At that time, the Church was so closely linked to the government that they were virtually the same. If the Church wanted something badly, she was going to get it. So if you displeased the Church you were in deep trouble. Galileo was charged and subsequently convicted of heresy; he was able to save his life by recanting, saying he was wrong and the earth was the center of the universe. The story is that, as he was leaving the presence of the Pope he said (presumably under his breath) “And yet, it moves!” In any case, the Church accepted his reversal, sparing him from a death sentence, but he spent the rest of his life under house arrest. That sounds pretty harsh, but a contemporary of his, a Dominican friar named Giordano Bruno, was not nearly so lucky. He was also an astronomer (in addition to having expertise in mathematics, philosophy and poetry), but he went even farther than Galileo; he postulated (correctly, as it turned out) that the stars were nothing but distant versions of our Sun, with their own planets and moons circling them, and even having the possibility of supporting life on their local planets. For his position (and refusal to recant), he was burned at the stake. (There are some who say that what really caused his death sentence was his mocking of the Pope rather than his positions on the nature of the universe, but that is a minority view, promoted largely by today’s Catholic church. Make your own judgement.)

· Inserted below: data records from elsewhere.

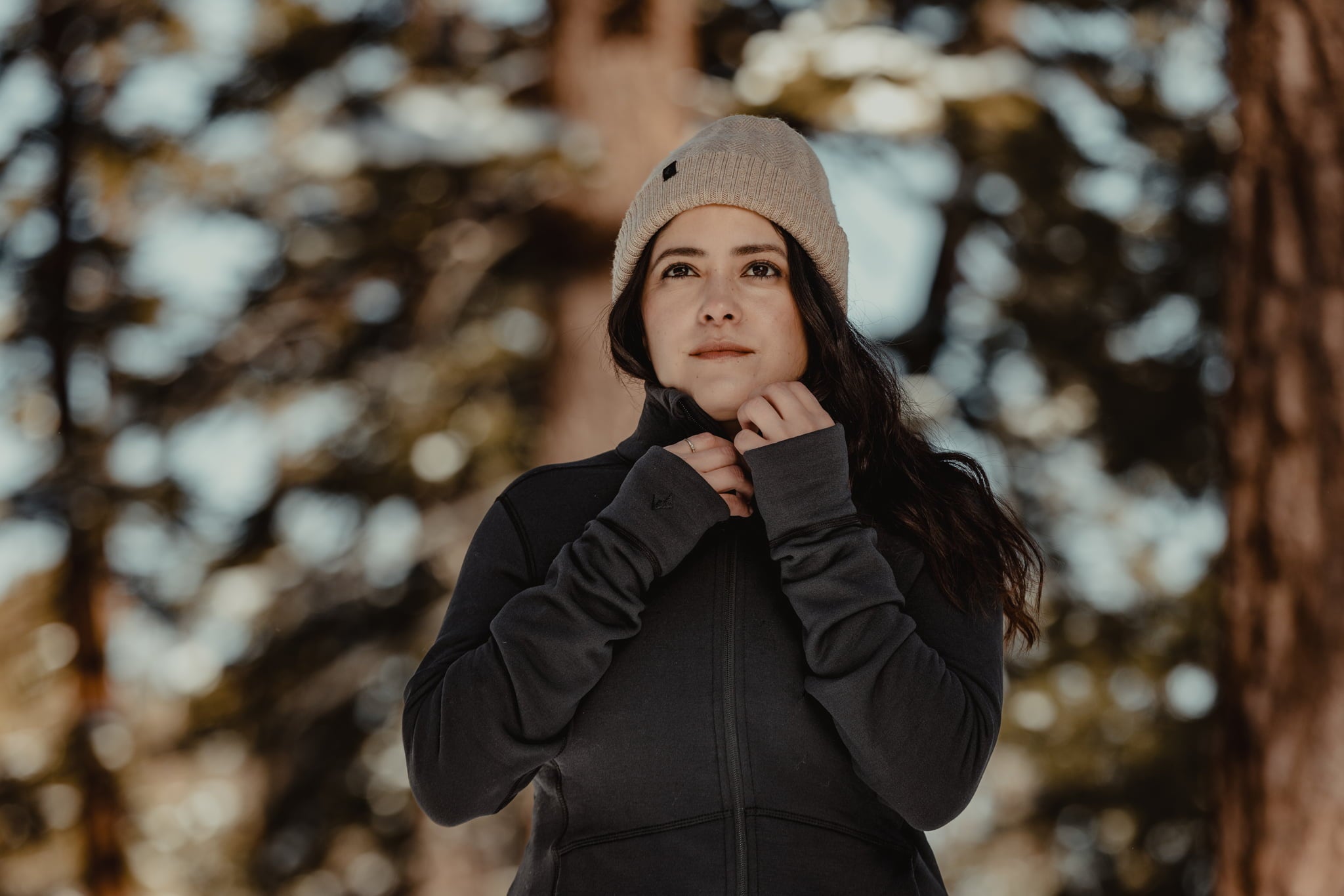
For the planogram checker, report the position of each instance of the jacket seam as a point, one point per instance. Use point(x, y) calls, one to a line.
point(636, 542)
point(640, 832)
point(849, 519)
point(566, 465)
point(831, 825)
point(522, 537)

The Enlightenment (a topic for several future blog entries) took the position that we could obtain answers about the physical world through careful observation; we didn’t need to depend on miracles or explanations that “God did it.” One clear example is the what we’ve been discussing: the observations of these early astronomers such as Copernicus, Galileo, Bruno and others. They looked up at the sky, watched what happened for a while and then, using nothing more than their brains and the rules of mathematics, figured out that the earth simply couldn’t be the center of the universe.
I think about that when I reflect on the vastness of the universe. As I said in my last blog entry, we’re on a planet circling a fairly unimpressive star, in one of the outer arms of a minor galaxy, out on the far end of Laniakea (our Super Cluster). There is absolutely nothing to make us stand out in any way, except for the fact that we’re here. It’s far more likely (given the number of stars we know have planets, and extrapolating that to the universe) that there are many places where life emerged, than that we are alone in the universe. So it makes me think how arrogant those Church leaders were, insisting against all the facts that literally everything in the universe revolved around us.
It would be laughable, except that they burned people to death if they disagreed.